From the table above, it is evident that the network is becoming a bottleneck as the number of concurrent sync sessions and polling sessions increase. As already explained in the hardware topology, the client machines have a 1Gbps NIC, whereas the sync server has a 10Gbps NIC hooked up to a 10Gbps port of the same network hub. Since the network usage increases, the clients experience delay in communication. However we noticed that none of the HTTP packets were rejected.
From this experiment, we found that the performance of sync operation on high-scale is IO-bound. It is possible to achieve such a high performance even on an entry-level server with 4GB memory and quad-core single socket CPU, as long as the network has a higher bandwidth and storage sub-system has a higher throughput.
Runtime Performance Monitoring and Best Practices
Although Work Folders does not introduce any new performance counters, existing performance counters of IIS, network and disk in Windows Server 2012 R2 can be used to understand which resource is becoming overused or bottlenecked. We have listed some important performance counters in the table below
Work Folders on server is highly network and IO intensive. On sync server, Work Folders runs as a separate request queue named SyncSharePool. The table above contains the counters specific to the SyncSharePool that would be useful. If the rejection rate goes above 0% or if the number of rejected requests shoots up, then the network is clearly getting bottlenecked. Apart from these counters, there are other generic IIS counters and network counters that can give information about the network utilization.
The number of \HTTP Service Url Groups(*)\CurrentConnections gives the existing connections to the server that includes the combined count of both sync sessions and polling sessions. If the network utilization reaches 100%, we will notice the output queue length increasing as the packets get queued up. If the packets dropped greater than zero indicates that the network is getting choked up.
In general, if there are multiple Sync Shares in a single server, it is advisable to configure the Sync Shares in different volumes in different virtual disks if possible. Configuring Sync Shares in different volumes will translate the incoming requests to different Sync Shares as file IOs into multiple virtual disks. We have also listed some counters specific to logical disks that can be used to determine if the incoming requests are targeted towards them. Any time, if the average disk queue length goes above 10, the disk IO latency is going to increase.
When deploying Work Folders across the enterprise, it is a good idea to plan the rollout in phases so that you can limit the number of new users trying to enroll and upload their data all at once causing heavy network traffic. This will ensure that the users will not try to enroll and upload their data all at once causing heavy network traffic.

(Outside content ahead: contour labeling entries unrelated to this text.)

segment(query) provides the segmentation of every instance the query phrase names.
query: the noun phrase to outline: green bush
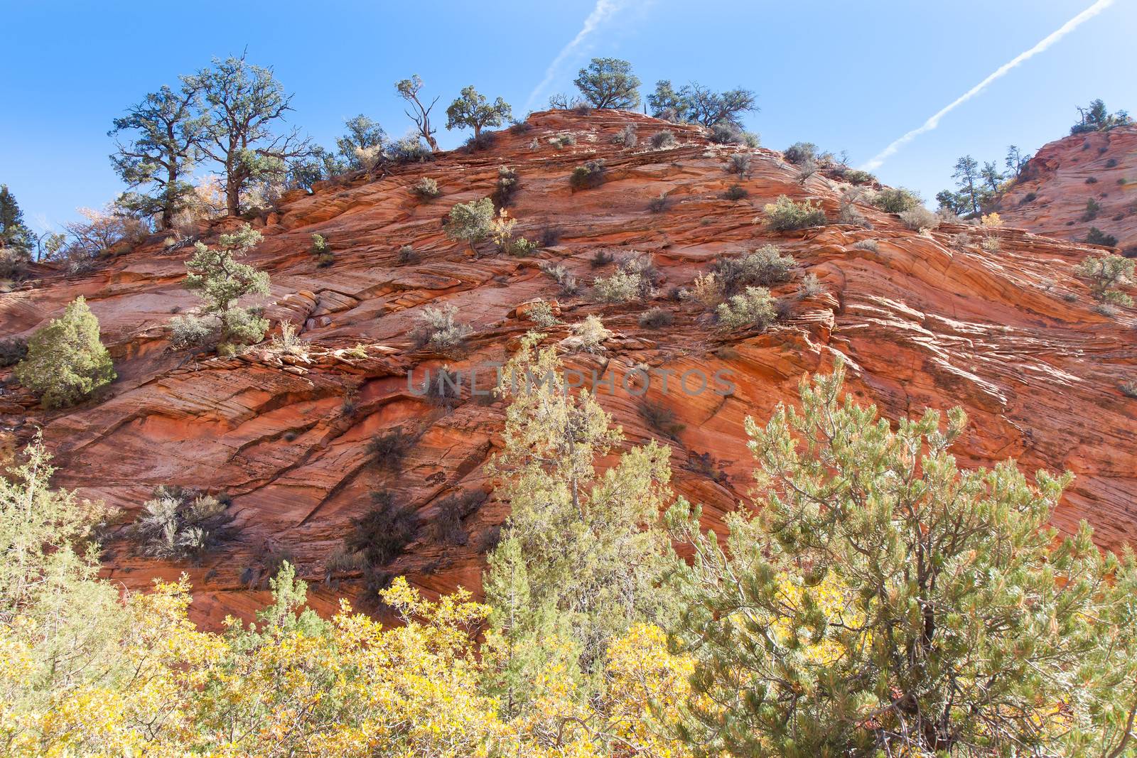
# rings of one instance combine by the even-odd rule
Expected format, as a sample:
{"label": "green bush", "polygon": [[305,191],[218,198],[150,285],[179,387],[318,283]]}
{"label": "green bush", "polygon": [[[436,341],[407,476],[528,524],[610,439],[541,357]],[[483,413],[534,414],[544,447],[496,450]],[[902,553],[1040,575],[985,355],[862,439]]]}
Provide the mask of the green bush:
{"label": "green bush", "polygon": [[415,438],[402,430],[376,434],[367,443],[366,452],[379,468],[397,472],[402,468],[402,459],[415,447]]}
{"label": "green bush", "polygon": [[870,184],[877,181],[875,176],[860,168],[846,168],[841,177],[850,184]]}
{"label": "green bush", "polygon": [[442,194],[442,191],[438,189],[437,181],[432,180],[430,176],[424,176],[410,185],[410,194],[415,195],[420,200],[433,200],[438,195]]}
{"label": "green bush", "polygon": [[631,150],[639,142],[634,124],[625,124],[622,130],[612,135],[612,144],[622,144],[625,150]]}
{"label": "green bush", "polygon": [[27,355],[27,340],[22,336],[10,336],[0,340],[0,368],[15,366]]}
{"label": "green bush", "polygon": [[763,209],[766,226],[774,231],[791,231],[808,226],[825,224],[825,211],[811,201],[794,202],[788,195],[778,195],[778,200],[767,203]]}
{"label": "green bush", "polygon": [[887,214],[903,214],[923,201],[912,190],[906,190],[903,186],[886,186],[872,194],[871,202]]}
{"label": "green bush", "polygon": [[906,228],[913,231],[933,230],[939,226],[939,216],[931,213],[923,206],[916,206],[915,208],[908,208],[901,214],[901,223],[903,223]]}
{"label": "green bush", "polygon": [[748,286],[716,309],[719,327],[735,331],[757,326],[765,328],[778,318],[778,302],[764,286]]}
{"label": "green bush", "polygon": [[657,402],[644,400],[640,402],[638,410],[640,418],[642,418],[648,426],[665,436],[670,436],[672,440],[678,441],[679,433],[686,428],[686,425],[675,420],[675,411],[671,408],[661,406]]}
{"label": "green bush", "polygon": [[513,195],[520,189],[521,184],[517,181],[517,170],[508,166],[501,166],[498,168],[498,181],[493,185],[493,194],[490,195],[490,200],[493,201],[496,208],[507,208],[513,205]]}
{"label": "green bush", "polygon": [[576,144],[576,138],[567,132],[564,134],[555,134],[549,138],[549,144],[551,144],[557,150],[563,150],[571,144]]}
{"label": "green bush", "polygon": [[99,319],[82,295],[32,335],[15,374],[44,408],[73,406],[118,376],[99,341]]}
{"label": "green bush", "polygon": [[371,498],[372,507],[351,519],[343,547],[348,553],[362,556],[368,566],[385,566],[418,538],[422,524],[415,509],[396,503],[390,492],[372,492]]}
{"label": "green bush", "polygon": [[711,269],[723,294],[735,294],[745,286],[770,286],[794,278],[792,256],[783,256],[774,244],[764,244],[740,258],[721,258]]}
{"label": "green bush", "polygon": [[200,558],[232,535],[229,500],[198,490],[159,486],[142,506],[128,535],[144,556],[163,560]]}
{"label": "green bush", "polygon": [[1089,232],[1086,233],[1086,242],[1089,244],[1102,244],[1106,248],[1118,247],[1118,238],[1112,234],[1106,234],[1096,226],[1090,226]]}
{"label": "green bush", "polygon": [[807,164],[816,157],[818,145],[812,142],[795,142],[786,148],[786,151],[782,153],[782,158],[795,166]]}
{"label": "green bush", "polygon": [[750,156],[745,152],[736,152],[732,155],[727,159],[727,173],[738,174],[739,176],[749,176]]}
{"label": "green bush", "polygon": [[663,308],[652,308],[640,314],[639,325],[644,328],[662,328],[671,326],[675,322],[674,315]]}
{"label": "green bush", "polygon": [[745,141],[742,130],[733,124],[715,124],[711,127],[707,140],[715,144],[741,144]]}
{"label": "green bush", "polygon": [[259,308],[239,305],[247,295],[268,294],[268,274],[238,260],[260,240],[260,232],[246,224],[236,232],[222,234],[213,248],[194,242],[193,256],[185,261],[189,275],[184,286],[201,300],[198,316],[216,322],[219,353],[231,355],[238,345],[260,342],[268,330]]}
{"label": "green bush", "polygon": [[412,332],[415,348],[447,352],[459,348],[472,331],[468,324],[455,322],[458,309],[450,303],[426,306],[418,314],[418,326]]}
{"label": "green bush", "polygon": [[675,133],[670,128],[665,128],[662,132],[656,132],[648,140],[655,150],[666,150],[667,148],[674,148],[678,142],[675,141]]}
{"label": "green bush", "polygon": [[1074,273],[1089,280],[1089,291],[1095,300],[1109,305],[1131,306],[1132,298],[1118,288],[1132,284],[1135,265],[1137,261],[1132,258],[1115,253],[1092,256],[1078,264]]}
{"label": "green bush", "polygon": [[568,185],[573,190],[590,190],[604,184],[604,159],[589,160],[583,166],[572,169],[568,177]]}
{"label": "green bush", "polygon": [[493,210],[493,201],[489,198],[459,202],[450,208],[446,235],[451,240],[465,241],[476,256],[478,248],[474,243],[481,242],[492,233],[495,218],[497,213]]}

During this test, we wanted to explore if the mid-level server can support 5000 users. Based on the heuristic model, we classified the users under different profiles and simulated sync sessions accordingly. We monitored the server to collect at the vital statistics to ensure that its continuous stability. We measured the sync time from desktop-class hardware to understand the user-experience when the server is supporting 5000 users. With this experiment, we found out that the mid-level server with exact or similar configuration as mentioned above should be able to support 5000 users without affecting the user-experience. We found out that the network utilization on the server averaged at 60% and the sync slowed down by about 10 seconds due to the load. The total time taken for typical users’ change to appear across all their devices is not affected by more than 5%, even with a busy server with sync data of 5000 users.
Our study of performance counters shows that the performance of sync operation on high-scale is IO-bound. It is possible to achieve such a high performance even on an entry-level server with 4GB memory and quad-core single socket CPU, as long as the network has a higher bandwidth and storage sub-system has a higher IO throughput.
We hope you find this information helpful when you plan and deploy Work Folders in your organization.